Dr Rodrigo Firmino, Honorary Senior Research Associate at UCL Urban Laboratory, has been pursuing a project watching Jeremy Bentham watching him watching Jeremy, in an extension of his research interests on cameras being used to watch public spaces.
Rodrigo is paying Jeremy a visit every weekday, so that they can "talk" about surveillance.
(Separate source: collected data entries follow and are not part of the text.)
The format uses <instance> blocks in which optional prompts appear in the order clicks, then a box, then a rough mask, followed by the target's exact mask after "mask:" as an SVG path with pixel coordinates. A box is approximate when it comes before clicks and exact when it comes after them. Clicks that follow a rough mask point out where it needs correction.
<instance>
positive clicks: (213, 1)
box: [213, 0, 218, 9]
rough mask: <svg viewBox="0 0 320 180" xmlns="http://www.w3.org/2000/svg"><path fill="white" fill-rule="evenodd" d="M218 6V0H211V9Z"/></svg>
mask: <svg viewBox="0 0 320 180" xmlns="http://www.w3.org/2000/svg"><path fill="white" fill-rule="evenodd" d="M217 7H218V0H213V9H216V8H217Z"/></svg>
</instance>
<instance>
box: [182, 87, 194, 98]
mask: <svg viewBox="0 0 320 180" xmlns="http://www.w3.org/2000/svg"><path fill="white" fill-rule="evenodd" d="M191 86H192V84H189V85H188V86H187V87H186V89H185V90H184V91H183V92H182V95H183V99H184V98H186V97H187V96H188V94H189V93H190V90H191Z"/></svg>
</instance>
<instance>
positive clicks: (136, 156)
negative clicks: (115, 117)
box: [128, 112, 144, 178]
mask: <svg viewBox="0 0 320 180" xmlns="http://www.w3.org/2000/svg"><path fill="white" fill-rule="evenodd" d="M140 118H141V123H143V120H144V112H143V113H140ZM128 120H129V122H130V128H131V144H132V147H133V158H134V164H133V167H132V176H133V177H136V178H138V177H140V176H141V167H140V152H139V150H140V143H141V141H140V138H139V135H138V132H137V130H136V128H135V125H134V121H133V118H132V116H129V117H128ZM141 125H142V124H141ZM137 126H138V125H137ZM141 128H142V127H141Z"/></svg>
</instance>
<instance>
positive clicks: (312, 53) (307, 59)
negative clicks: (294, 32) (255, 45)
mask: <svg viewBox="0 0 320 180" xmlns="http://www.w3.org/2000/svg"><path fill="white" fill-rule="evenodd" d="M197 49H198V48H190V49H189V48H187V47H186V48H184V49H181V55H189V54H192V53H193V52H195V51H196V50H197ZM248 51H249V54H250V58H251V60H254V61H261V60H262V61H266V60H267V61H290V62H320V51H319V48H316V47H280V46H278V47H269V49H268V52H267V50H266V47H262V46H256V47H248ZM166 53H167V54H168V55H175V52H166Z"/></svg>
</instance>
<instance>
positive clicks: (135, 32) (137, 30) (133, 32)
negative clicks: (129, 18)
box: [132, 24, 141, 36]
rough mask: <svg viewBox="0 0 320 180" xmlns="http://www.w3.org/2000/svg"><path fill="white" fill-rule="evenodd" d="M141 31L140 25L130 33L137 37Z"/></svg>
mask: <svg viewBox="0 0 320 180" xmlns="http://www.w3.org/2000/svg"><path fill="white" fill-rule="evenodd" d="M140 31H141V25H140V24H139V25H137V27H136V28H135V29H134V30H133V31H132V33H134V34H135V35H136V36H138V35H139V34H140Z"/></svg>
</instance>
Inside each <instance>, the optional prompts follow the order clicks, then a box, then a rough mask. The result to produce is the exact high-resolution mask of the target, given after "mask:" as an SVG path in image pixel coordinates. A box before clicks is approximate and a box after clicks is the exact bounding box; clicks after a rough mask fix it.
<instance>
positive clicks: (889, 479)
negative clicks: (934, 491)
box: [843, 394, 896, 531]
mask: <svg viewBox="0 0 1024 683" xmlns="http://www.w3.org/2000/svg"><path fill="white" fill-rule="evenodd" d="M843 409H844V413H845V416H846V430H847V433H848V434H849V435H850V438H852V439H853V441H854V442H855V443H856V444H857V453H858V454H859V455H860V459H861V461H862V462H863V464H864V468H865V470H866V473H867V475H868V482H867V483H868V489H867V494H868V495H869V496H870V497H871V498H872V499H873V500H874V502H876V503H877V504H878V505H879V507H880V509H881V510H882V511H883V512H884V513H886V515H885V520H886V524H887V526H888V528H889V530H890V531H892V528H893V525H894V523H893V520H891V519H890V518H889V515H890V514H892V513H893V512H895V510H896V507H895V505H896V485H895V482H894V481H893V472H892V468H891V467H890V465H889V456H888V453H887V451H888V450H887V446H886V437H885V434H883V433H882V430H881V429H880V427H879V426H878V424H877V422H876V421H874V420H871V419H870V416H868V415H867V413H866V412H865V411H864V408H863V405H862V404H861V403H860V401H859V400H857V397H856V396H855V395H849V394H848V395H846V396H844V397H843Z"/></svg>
Every time, he shows Jeremy a different sentence - whilst also in the realisation that he himself has become a lab rat within the PanoptiCam project itself. Who is watching whom?
Rodrigo is inviting suggestions for messages to display to Jeremy - you can send an idea here.
PanoptiCam is a project from the UCL Centre for Advanced Spatial Analysis, UCL Centre for Digital Humanities, UCL Public and Cultural Engagement, and UCL's Bentham Project.